In November of 2003 Bill and I got our first look at our newest granddaughter, Audrey Lynn Berry. She was thirteen months old at the time. She had arrived in our family and in our country only a few days earlier having begun her life’s journey at a orphanage in China.
We were enthralled. She was tiny, dark-haired, dark-eyed, and beautiful.
For dinner that night we went to a nearby Olive Garden restaurant where here parents ordered “Mac and Cheese” for the little one. It came in one of those oval side dishes that restaurants use for serving . . . well . . .side dishes. You know the ones I’m talking about–the shape of a platter but much smaller. (In the morning, when I haven’t completed the copy-editing on a 400+page manuscript, with workers coming and going and a sick husband coughing like crazy, I may be able to remember the real word. Tonight it’s so not happening!)
At any rate, do you remember that commercial where someone says, “I can’t believe I ate the whole thing?”

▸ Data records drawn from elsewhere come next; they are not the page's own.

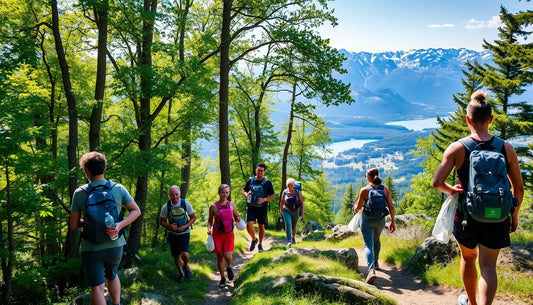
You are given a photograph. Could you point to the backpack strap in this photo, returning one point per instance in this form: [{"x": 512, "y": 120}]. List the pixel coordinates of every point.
[{"x": 469, "y": 143}]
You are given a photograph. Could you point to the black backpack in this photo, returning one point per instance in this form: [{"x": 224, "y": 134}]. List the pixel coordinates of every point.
[
  {"x": 181, "y": 217},
  {"x": 376, "y": 205},
  {"x": 258, "y": 191},
  {"x": 488, "y": 197},
  {"x": 99, "y": 201}
]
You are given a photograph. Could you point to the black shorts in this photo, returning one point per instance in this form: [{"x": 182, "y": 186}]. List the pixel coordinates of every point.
[
  {"x": 178, "y": 243},
  {"x": 490, "y": 235},
  {"x": 257, "y": 213}
]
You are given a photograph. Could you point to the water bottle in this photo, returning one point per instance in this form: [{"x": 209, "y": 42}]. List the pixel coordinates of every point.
[{"x": 110, "y": 223}]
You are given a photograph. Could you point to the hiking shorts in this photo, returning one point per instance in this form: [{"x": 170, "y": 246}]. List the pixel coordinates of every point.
[
  {"x": 224, "y": 242},
  {"x": 257, "y": 213},
  {"x": 178, "y": 243},
  {"x": 490, "y": 235},
  {"x": 100, "y": 265}
]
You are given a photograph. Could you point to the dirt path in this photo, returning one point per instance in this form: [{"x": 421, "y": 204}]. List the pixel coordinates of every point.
[
  {"x": 398, "y": 284},
  {"x": 222, "y": 296},
  {"x": 408, "y": 290}
]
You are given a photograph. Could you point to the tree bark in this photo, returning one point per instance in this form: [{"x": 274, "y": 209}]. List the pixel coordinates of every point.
[
  {"x": 70, "y": 244},
  {"x": 223, "y": 135},
  {"x": 101, "y": 16}
]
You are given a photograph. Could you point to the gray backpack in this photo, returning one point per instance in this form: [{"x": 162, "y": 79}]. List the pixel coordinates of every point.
[{"x": 488, "y": 197}]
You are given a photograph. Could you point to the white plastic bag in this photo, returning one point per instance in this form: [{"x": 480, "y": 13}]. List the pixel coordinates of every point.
[
  {"x": 443, "y": 228},
  {"x": 355, "y": 223},
  {"x": 241, "y": 224},
  {"x": 210, "y": 243}
]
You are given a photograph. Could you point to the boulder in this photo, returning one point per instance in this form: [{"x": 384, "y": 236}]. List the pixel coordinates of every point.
[
  {"x": 312, "y": 226},
  {"x": 337, "y": 289},
  {"x": 430, "y": 252},
  {"x": 340, "y": 232}
]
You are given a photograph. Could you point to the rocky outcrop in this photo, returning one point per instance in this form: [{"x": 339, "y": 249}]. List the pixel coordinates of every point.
[{"x": 430, "y": 252}]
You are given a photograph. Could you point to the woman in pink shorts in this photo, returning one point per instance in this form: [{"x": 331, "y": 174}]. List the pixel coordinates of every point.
[{"x": 220, "y": 224}]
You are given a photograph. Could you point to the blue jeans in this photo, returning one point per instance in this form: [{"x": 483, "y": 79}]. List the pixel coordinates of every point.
[
  {"x": 291, "y": 221},
  {"x": 371, "y": 230}
]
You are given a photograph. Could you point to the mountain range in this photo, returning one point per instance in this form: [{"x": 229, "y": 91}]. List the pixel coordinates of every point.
[{"x": 403, "y": 85}]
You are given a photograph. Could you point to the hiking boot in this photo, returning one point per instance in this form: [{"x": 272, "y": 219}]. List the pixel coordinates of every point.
[
  {"x": 462, "y": 299},
  {"x": 254, "y": 242},
  {"x": 371, "y": 277},
  {"x": 222, "y": 283},
  {"x": 230, "y": 273}
]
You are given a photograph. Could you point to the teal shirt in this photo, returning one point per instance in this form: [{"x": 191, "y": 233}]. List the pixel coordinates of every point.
[{"x": 122, "y": 197}]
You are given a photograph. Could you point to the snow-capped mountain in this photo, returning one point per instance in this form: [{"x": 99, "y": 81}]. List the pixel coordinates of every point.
[{"x": 404, "y": 84}]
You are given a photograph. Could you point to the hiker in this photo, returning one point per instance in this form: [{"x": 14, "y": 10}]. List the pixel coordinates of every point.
[
  {"x": 477, "y": 239},
  {"x": 220, "y": 226},
  {"x": 177, "y": 217},
  {"x": 101, "y": 257},
  {"x": 373, "y": 201},
  {"x": 258, "y": 191},
  {"x": 291, "y": 207}
]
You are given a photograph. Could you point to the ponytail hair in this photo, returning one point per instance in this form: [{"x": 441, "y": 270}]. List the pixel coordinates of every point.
[
  {"x": 479, "y": 109},
  {"x": 373, "y": 173}
]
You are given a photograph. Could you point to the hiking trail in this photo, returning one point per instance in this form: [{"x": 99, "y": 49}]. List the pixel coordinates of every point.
[{"x": 398, "y": 284}]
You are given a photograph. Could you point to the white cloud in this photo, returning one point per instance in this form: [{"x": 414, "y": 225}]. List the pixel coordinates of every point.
[
  {"x": 440, "y": 26},
  {"x": 473, "y": 24}
]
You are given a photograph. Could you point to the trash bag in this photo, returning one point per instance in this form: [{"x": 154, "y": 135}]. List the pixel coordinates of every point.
[
  {"x": 443, "y": 229},
  {"x": 355, "y": 223},
  {"x": 241, "y": 225},
  {"x": 210, "y": 243}
]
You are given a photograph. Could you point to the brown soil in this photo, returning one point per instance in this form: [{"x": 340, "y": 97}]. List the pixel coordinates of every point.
[{"x": 400, "y": 285}]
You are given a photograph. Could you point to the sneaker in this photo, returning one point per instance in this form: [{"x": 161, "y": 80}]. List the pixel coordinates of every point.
[
  {"x": 230, "y": 273},
  {"x": 254, "y": 242},
  {"x": 462, "y": 299},
  {"x": 371, "y": 277},
  {"x": 222, "y": 283}
]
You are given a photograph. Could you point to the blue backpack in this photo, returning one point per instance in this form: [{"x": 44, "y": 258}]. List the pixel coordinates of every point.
[
  {"x": 376, "y": 205},
  {"x": 258, "y": 191},
  {"x": 178, "y": 216},
  {"x": 99, "y": 201},
  {"x": 488, "y": 197}
]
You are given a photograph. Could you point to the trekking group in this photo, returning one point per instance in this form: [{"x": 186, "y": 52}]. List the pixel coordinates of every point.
[{"x": 486, "y": 167}]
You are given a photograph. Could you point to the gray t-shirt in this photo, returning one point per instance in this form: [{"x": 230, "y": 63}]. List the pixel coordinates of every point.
[
  {"x": 122, "y": 197},
  {"x": 188, "y": 208}
]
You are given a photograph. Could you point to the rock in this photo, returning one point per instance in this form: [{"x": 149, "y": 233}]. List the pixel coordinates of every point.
[
  {"x": 337, "y": 288},
  {"x": 154, "y": 299},
  {"x": 340, "y": 232},
  {"x": 278, "y": 284},
  {"x": 348, "y": 257},
  {"x": 430, "y": 252},
  {"x": 312, "y": 226}
]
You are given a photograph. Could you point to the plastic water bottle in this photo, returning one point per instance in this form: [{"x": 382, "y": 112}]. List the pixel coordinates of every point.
[{"x": 110, "y": 223}]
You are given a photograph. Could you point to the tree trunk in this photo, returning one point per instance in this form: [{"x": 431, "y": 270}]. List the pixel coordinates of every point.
[
  {"x": 101, "y": 16},
  {"x": 223, "y": 136},
  {"x": 70, "y": 244},
  {"x": 145, "y": 124}
]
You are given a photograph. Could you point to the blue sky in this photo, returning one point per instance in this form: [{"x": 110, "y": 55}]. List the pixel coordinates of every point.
[{"x": 391, "y": 25}]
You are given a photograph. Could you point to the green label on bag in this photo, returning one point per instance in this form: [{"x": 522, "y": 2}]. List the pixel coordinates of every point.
[{"x": 493, "y": 212}]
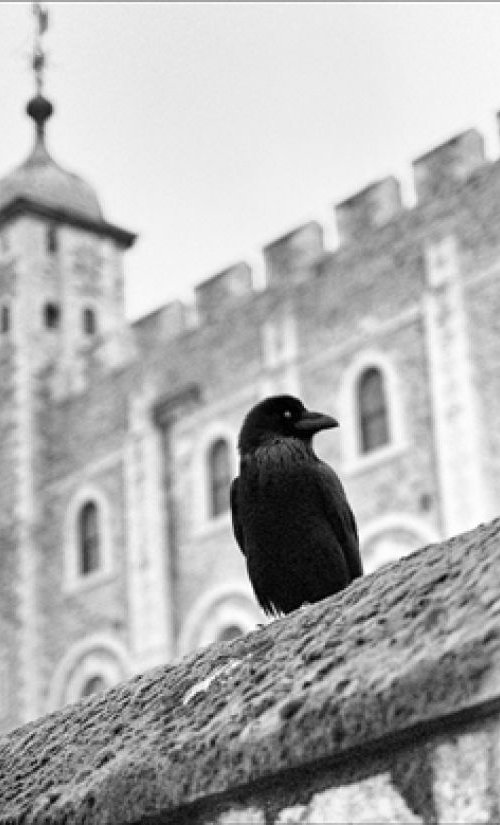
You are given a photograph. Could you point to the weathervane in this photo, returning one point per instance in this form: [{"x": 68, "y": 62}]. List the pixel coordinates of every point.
[{"x": 41, "y": 16}]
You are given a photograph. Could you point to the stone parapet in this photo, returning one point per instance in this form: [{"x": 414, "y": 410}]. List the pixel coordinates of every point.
[{"x": 379, "y": 704}]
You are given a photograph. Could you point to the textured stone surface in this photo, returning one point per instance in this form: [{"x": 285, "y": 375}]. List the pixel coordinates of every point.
[
  {"x": 415, "y": 642},
  {"x": 371, "y": 800},
  {"x": 461, "y": 790}
]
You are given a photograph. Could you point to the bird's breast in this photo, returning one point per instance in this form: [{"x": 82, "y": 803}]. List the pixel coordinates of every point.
[{"x": 278, "y": 497}]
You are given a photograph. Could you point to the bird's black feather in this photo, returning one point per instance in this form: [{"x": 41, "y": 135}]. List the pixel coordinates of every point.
[{"x": 291, "y": 517}]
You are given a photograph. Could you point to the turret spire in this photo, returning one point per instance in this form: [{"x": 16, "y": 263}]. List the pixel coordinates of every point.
[{"x": 39, "y": 108}]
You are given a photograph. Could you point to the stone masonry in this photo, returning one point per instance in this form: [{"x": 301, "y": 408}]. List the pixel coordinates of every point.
[
  {"x": 125, "y": 415},
  {"x": 380, "y": 704}
]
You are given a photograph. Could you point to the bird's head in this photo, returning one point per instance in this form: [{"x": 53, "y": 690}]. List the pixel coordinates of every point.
[{"x": 281, "y": 416}]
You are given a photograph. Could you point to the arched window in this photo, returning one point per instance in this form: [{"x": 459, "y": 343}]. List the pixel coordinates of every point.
[
  {"x": 52, "y": 239},
  {"x": 52, "y": 315},
  {"x": 372, "y": 410},
  {"x": 93, "y": 685},
  {"x": 4, "y": 319},
  {"x": 219, "y": 474},
  {"x": 89, "y": 321},
  {"x": 89, "y": 539}
]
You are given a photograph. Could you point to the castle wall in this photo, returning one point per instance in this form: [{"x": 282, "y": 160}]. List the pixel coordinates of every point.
[{"x": 380, "y": 703}]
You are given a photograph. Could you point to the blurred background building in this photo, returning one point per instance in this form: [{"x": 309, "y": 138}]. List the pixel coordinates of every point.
[{"x": 118, "y": 439}]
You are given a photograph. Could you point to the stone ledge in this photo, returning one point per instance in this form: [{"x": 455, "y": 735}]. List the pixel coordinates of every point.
[{"x": 398, "y": 653}]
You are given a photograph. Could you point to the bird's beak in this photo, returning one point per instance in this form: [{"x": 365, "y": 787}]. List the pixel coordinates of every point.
[{"x": 314, "y": 422}]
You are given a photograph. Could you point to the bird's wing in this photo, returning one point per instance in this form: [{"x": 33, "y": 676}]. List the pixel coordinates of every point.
[
  {"x": 237, "y": 528},
  {"x": 340, "y": 516}
]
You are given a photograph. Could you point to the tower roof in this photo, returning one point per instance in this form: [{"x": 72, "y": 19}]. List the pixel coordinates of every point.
[{"x": 42, "y": 182}]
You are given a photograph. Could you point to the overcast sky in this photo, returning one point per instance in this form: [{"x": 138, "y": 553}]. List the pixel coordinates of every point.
[{"x": 211, "y": 129}]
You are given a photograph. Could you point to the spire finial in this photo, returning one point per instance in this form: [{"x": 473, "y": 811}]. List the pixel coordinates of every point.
[
  {"x": 41, "y": 16},
  {"x": 39, "y": 108}
]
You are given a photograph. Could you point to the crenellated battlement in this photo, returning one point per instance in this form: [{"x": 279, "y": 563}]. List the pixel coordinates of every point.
[{"x": 290, "y": 257}]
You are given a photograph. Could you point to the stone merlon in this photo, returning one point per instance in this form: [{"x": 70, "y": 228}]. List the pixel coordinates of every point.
[
  {"x": 293, "y": 251},
  {"x": 374, "y": 206},
  {"x": 406, "y": 655},
  {"x": 220, "y": 290},
  {"x": 436, "y": 172}
]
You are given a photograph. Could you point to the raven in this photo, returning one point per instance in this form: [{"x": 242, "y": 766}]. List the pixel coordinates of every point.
[{"x": 290, "y": 514}]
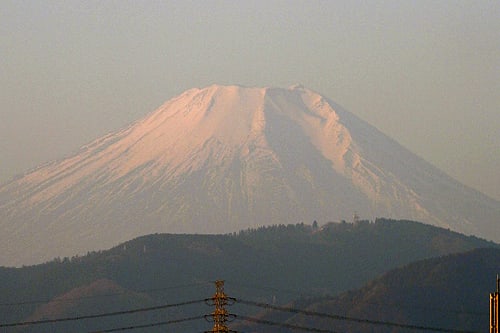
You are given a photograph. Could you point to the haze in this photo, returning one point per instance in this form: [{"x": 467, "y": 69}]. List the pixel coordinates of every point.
[{"x": 426, "y": 73}]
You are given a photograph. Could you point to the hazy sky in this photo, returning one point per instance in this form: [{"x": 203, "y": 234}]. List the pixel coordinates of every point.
[{"x": 427, "y": 73}]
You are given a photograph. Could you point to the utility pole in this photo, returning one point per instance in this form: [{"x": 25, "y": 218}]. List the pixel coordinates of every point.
[
  {"x": 494, "y": 324},
  {"x": 220, "y": 316}
]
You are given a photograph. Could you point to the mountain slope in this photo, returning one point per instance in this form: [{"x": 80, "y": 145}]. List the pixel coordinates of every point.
[
  {"x": 224, "y": 158},
  {"x": 450, "y": 292},
  {"x": 277, "y": 263}
]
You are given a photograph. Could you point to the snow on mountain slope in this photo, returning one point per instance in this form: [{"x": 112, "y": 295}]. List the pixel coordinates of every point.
[{"x": 224, "y": 158}]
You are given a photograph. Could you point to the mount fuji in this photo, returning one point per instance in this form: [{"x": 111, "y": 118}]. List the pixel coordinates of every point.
[{"x": 225, "y": 158}]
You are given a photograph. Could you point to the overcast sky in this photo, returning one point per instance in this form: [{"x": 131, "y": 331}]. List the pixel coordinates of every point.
[{"x": 427, "y": 73}]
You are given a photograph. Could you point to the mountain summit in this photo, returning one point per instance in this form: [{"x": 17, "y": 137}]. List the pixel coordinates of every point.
[{"x": 223, "y": 158}]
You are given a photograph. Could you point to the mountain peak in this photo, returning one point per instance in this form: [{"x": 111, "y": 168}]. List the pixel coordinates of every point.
[{"x": 225, "y": 158}]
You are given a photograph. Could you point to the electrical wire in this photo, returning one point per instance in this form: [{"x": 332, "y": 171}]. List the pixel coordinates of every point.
[
  {"x": 100, "y": 315},
  {"x": 103, "y": 295},
  {"x": 175, "y": 321},
  {"x": 352, "y": 319},
  {"x": 272, "y": 323}
]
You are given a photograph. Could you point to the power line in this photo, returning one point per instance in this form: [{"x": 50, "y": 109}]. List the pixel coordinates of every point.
[
  {"x": 175, "y": 321},
  {"x": 100, "y": 315},
  {"x": 295, "y": 327},
  {"x": 31, "y": 302},
  {"x": 353, "y": 319}
]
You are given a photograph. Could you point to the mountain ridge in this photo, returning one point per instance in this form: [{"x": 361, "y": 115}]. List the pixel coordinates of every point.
[{"x": 223, "y": 158}]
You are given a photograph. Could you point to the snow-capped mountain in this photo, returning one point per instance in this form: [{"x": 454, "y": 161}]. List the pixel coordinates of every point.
[{"x": 224, "y": 158}]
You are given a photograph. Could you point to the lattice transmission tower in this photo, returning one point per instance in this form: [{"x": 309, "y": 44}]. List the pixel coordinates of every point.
[{"x": 220, "y": 316}]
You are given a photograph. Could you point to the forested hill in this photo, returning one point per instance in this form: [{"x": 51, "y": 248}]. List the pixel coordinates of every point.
[
  {"x": 448, "y": 294},
  {"x": 277, "y": 263}
]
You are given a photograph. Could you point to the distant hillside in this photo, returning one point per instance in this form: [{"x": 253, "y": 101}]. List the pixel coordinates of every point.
[
  {"x": 278, "y": 263},
  {"x": 225, "y": 158},
  {"x": 450, "y": 292}
]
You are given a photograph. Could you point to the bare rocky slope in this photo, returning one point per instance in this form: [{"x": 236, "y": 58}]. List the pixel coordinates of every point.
[{"x": 225, "y": 158}]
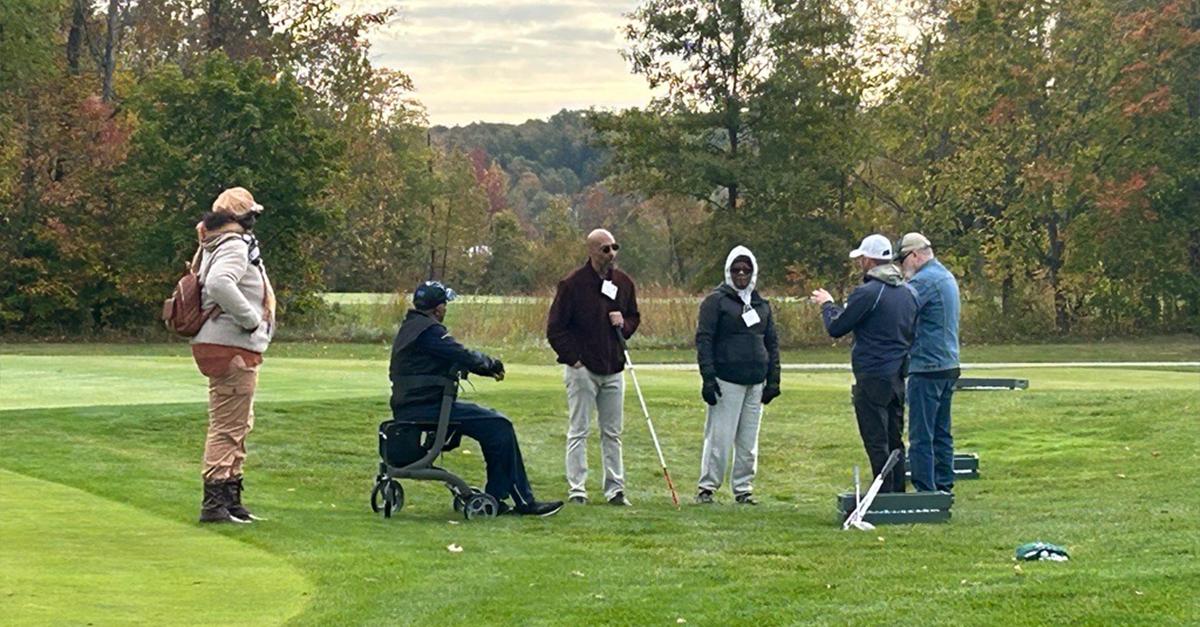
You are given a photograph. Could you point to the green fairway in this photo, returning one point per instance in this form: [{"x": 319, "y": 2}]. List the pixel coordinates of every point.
[
  {"x": 107, "y": 446},
  {"x": 73, "y": 557}
]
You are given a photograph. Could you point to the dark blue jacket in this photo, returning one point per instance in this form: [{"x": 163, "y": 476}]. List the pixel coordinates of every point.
[
  {"x": 881, "y": 312},
  {"x": 936, "y": 346},
  {"x": 727, "y": 348},
  {"x": 424, "y": 346}
]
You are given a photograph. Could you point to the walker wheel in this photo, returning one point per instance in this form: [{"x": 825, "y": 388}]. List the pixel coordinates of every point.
[
  {"x": 480, "y": 506},
  {"x": 459, "y": 501},
  {"x": 393, "y": 497},
  {"x": 376, "y": 493}
]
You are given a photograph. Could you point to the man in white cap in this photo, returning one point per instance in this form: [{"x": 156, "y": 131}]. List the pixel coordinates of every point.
[
  {"x": 881, "y": 312},
  {"x": 934, "y": 365}
]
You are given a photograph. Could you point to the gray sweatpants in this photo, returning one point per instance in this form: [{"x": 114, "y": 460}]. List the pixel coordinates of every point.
[
  {"x": 732, "y": 424},
  {"x": 586, "y": 392}
]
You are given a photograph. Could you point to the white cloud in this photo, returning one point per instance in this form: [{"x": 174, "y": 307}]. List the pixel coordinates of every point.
[{"x": 509, "y": 60}]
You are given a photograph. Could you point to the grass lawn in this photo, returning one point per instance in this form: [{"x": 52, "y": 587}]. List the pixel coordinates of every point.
[{"x": 99, "y": 490}]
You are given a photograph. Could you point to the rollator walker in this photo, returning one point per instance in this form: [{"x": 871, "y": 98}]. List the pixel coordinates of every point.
[{"x": 408, "y": 448}]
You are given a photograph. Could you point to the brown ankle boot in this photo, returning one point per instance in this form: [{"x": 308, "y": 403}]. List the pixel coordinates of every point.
[
  {"x": 233, "y": 493},
  {"x": 215, "y": 506}
]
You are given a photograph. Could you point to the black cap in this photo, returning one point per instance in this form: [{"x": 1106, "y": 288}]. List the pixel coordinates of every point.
[{"x": 431, "y": 294}]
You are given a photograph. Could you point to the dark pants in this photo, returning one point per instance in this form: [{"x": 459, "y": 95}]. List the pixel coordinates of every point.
[
  {"x": 931, "y": 453},
  {"x": 879, "y": 406},
  {"x": 496, "y": 437}
]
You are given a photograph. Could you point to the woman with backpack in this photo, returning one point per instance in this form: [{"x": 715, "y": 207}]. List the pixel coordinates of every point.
[
  {"x": 239, "y": 303},
  {"x": 738, "y": 354}
]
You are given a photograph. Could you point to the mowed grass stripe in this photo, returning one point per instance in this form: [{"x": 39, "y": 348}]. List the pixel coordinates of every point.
[
  {"x": 57, "y": 381},
  {"x": 1099, "y": 471},
  {"x": 71, "y": 557}
]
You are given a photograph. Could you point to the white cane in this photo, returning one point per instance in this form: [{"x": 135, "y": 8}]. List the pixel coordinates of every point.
[{"x": 658, "y": 448}]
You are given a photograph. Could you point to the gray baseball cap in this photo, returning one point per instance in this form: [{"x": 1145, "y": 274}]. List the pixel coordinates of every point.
[{"x": 912, "y": 242}]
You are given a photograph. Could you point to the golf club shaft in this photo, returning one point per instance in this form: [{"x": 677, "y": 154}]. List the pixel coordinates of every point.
[{"x": 861, "y": 511}]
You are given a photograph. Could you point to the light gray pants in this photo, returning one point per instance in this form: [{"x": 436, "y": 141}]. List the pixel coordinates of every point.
[
  {"x": 732, "y": 423},
  {"x": 586, "y": 392}
]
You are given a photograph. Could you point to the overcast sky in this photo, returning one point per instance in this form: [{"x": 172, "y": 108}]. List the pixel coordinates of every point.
[{"x": 509, "y": 60}]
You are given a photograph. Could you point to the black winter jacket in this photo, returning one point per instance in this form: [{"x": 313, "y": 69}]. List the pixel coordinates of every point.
[
  {"x": 727, "y": 348},
  {"x": 424, "y": 346},
  {"x": 882, "y": 314}
]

That was the situation with Audrey and the mac and cheese, because she mowed her way through that whole serving like she was one of the people my mother always referred to as “those poor starving kids in China.” Of course, it turns out that’s exactly what Audrey was–a poor starving kid from China.
As I watched her stow away that adult size serving of food, the thought in my head was this: She’s going to turn into a butterball.”
What I didn’t understand, is those kids who come here from China really are starving. They are hungry to the bone. One mother who adopted her baby very early in the China adoption process told me that the first thing she had to teach her daughter was not to eat bugs. In a survival of the fittest world, eating bugs was how she had survived. (And she’s now a college graduate, too.)
But back to Audrey. She didn’t turn into a butterball. She’s a smart, engaging girl who loves to read. She’s had some hearing difficulties. Because she had untreated ear infections as an infant, she had skin cells growing in one ear. That meant she had to have two separate surgeries during which the workings of her inner ear were dismantled and the skin cells scraped away. For more than a year she was without any hearing in that ear, and I can’t imagine it was good for her balancing skills, either.
That’s fixed now, however. She can hear again. And now she is in gymnastics. When I went to her first gymnastics demonstration, what I liked best was watching her off by herself, totally in her own world in the far corner of the gym, doing her warmup exercises with the kind of fluid grace that I can only imagine.
A few months later, on a family vacation in California, they were at some kind of event where some Marines were challenging little kids to do pull-ups. They were utterly astonished when slender little Audrey stepped up to the bar and showed them HER set of pull-ups.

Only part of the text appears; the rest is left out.